Can developers trust extensions downloaded for Microsoft’s popular Visual Studio Code editor? Researchers at Aqua Nautilus say they have found that attackers could easily impersonate popular extensions and trick unknowing developers into downloading them.
Some extensions may already have taken advantage of this, Aqua security researcher Ilay Goldman wrote in a January 6 blog post. It can be difficult to distinguish between malicious and benign extensions, and the lack of sandbox capabilities means that extensions could install ransomware, wipers, and other malicious code, Goldman wrote.

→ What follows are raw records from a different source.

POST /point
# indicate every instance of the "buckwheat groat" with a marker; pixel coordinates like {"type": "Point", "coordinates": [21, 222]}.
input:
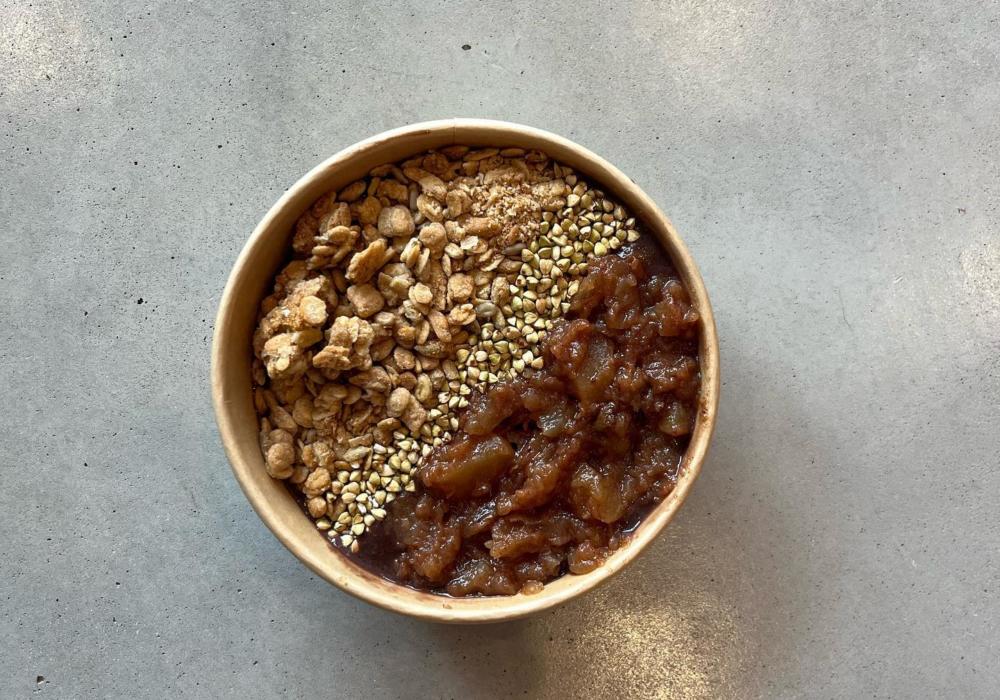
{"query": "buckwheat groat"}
{"type": "Point", "coordinates": [408, 291]}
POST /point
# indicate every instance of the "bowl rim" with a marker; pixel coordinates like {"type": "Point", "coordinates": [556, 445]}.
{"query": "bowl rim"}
{"type": "Point", "coordinates": [338, 569]}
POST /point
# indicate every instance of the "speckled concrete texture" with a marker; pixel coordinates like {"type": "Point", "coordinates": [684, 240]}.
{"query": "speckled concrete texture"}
{"type": "Point", "coordinates": [833, 167]}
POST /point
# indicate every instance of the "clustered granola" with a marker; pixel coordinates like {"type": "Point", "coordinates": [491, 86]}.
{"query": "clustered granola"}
{"type": "Point", "coordinates": [407, 291]}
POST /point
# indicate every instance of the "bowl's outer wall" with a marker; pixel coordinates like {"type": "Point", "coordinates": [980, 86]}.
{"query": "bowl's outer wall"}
{"type": "Point", "coordinates": [252, 275]}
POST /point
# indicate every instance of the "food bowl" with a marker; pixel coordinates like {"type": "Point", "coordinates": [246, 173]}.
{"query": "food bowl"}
{"type": "Point", "coordinates": [250, 280]}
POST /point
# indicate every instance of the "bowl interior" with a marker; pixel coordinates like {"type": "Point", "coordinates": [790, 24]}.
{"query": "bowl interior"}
{"type": "Point", "coordinates": [250, 280]}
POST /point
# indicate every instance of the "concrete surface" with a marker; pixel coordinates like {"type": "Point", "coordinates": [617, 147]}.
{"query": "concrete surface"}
{"type": "Point", "coordinates": [833, 167]}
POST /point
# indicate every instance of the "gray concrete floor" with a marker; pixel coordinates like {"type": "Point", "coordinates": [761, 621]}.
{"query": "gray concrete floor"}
{"type": "Point", "coordinates": [833, 167]}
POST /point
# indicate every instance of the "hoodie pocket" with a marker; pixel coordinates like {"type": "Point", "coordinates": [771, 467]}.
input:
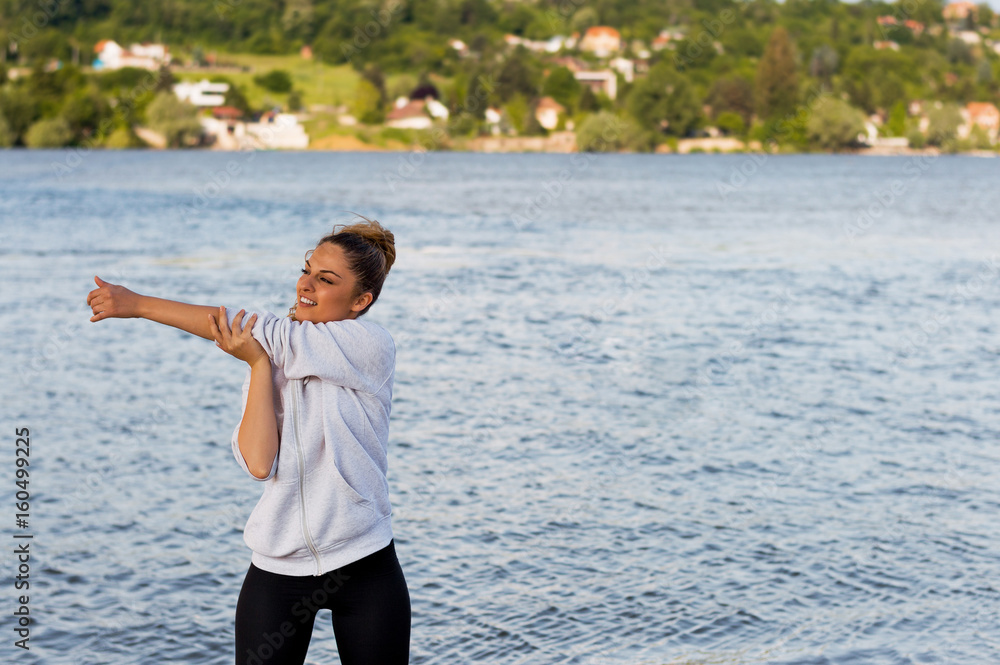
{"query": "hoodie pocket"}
{"type": "Point", "coordinates": [336, 511]}
{"type": "Point", "coordinates": [274, 528]}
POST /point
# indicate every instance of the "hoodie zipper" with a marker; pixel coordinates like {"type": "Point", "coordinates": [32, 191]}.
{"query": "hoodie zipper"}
{"type": "Point", "coordinates": [299, 455]}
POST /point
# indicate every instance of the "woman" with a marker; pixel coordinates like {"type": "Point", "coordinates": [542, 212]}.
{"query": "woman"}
{"type": "Point", "coordinates": [314, 430]}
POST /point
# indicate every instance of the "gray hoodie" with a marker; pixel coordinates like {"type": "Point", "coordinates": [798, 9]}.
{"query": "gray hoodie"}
{"type": "Point", "coordinates": [326, 500]}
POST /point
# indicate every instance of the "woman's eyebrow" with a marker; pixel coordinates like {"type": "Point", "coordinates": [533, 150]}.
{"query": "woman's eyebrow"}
{"type": "Point", "coordinates": [329, 271]}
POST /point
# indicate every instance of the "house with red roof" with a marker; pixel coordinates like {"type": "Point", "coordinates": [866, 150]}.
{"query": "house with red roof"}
{"type": "Point", "coordinates": [409, 115]}
{"type": "Point", "coordinates": [601, 40]}
{"type": "Point", "coordinates": [111, 55]}
{"type": "Point", "coordinates": [547, 112]}
{"type": "Point", "coordinates": [982, 114]}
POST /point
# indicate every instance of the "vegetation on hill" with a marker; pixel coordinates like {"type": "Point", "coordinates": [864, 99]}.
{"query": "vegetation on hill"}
{"type": "Point", "coordinates": [802, 73]}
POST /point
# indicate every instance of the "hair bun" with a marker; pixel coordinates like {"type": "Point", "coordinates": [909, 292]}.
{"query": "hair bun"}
{"type": "Point", "coordinates": [375, 234]}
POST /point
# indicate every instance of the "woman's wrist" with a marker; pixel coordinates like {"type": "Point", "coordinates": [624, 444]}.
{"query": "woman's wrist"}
{"type": "Point", "coordinates": [261, 363]}
{"type": "Point", "coordinates": [141, 307]}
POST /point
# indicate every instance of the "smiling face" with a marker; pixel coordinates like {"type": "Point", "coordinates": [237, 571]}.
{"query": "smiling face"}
{"type": "Point", "coordinates": [328, 282]}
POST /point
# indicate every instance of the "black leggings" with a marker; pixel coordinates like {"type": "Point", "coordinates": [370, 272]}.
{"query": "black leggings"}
{"type": "Point", "coordinates": [368, 598]}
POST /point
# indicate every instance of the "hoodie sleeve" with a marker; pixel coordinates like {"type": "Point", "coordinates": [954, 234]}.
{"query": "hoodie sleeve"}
{"type": "Point", "coordinates": [355, 354]}
{"type": "Point", "coordinates": [236, 434]}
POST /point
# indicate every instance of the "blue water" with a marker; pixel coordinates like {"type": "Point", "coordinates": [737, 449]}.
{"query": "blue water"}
{"type": "Point", "coordinates": [648, 409]}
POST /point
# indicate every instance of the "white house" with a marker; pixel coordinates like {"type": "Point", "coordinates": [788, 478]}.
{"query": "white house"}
{"type": "Point", "coordinates": [605, 81]}
{"type": "Point", "coordinates": [493, 116]}
{"type": "Point", "coordinates": [202, 93]}
{"type": "Point", "coordinates": [547, 112]}
{"type": "Point", "coordinates": [111, 55]}
{"type": "Point", "coordinates": [601, 40]}
{"type": "Point", "coordinates": [625, 67]}
{"type": "Point", "coordinates": [410, 115]}
{"type": "Point", "coordinates": [279, 130]}
{"type": "Point", "coordinates": [436, 108]}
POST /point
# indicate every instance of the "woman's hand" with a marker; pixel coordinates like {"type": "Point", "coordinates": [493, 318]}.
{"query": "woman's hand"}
{"type": "Point", "coordinates": [111, 301]}
{"type": "Point", "coordinates": [238, 342]}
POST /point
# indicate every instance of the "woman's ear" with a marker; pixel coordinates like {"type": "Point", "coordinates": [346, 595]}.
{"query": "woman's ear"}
{"type": "Point", "coordinates": [363, 300]}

A user’s code could also be accessed.
VS Code extensions, which provide capabilities ranging from Python language support to JSON file editing, can be downloaded from Microsoft’s Visual Studio Code Marketplace. Aqua Nautilus uploaded an extension masquerading as the Prettier code formatter and saw more than 1,000 installs in less than 48 hours, from around the world. The spoof extension has been removed.
Goldman noted that the Visual Studio Code Marketplace runs a virus scan for each new extension and subsequent updates, and removes malicious extensions when it finds them. Users can report suspicious-looking extensions via a Report Abuse link. Microsoft released a statement on the precautions it takes with the Marketplace:
To help keep customers safe and protected, we scan extensions for viruses and malware before they are uploaded to the Marketplace and we check that an extension has a Marketplace certificate and verifiable signature prior to being installed. To help make informed decisions, we recommend consumers review information, such as domain verification, ratings and feedback to prevent unwanted downloads.
Social engineering techniques have been used to persuade victims to download a malicious extension, Microsoft said. Visual Studio Code also has a Workspace Trust feature to help users decide whether code in a project or folder can be executed by the editor or by extensions without a user’s explicit approval. Folders can be left in Restricted mode to prevent execution if code is not trusted.
Nevertheless, Goldman warned that the threat of malicious Visual Studio Code extensions is real. VS Code extensions can also be downloaded from NPM, which faces security threats as well, Goldman noted.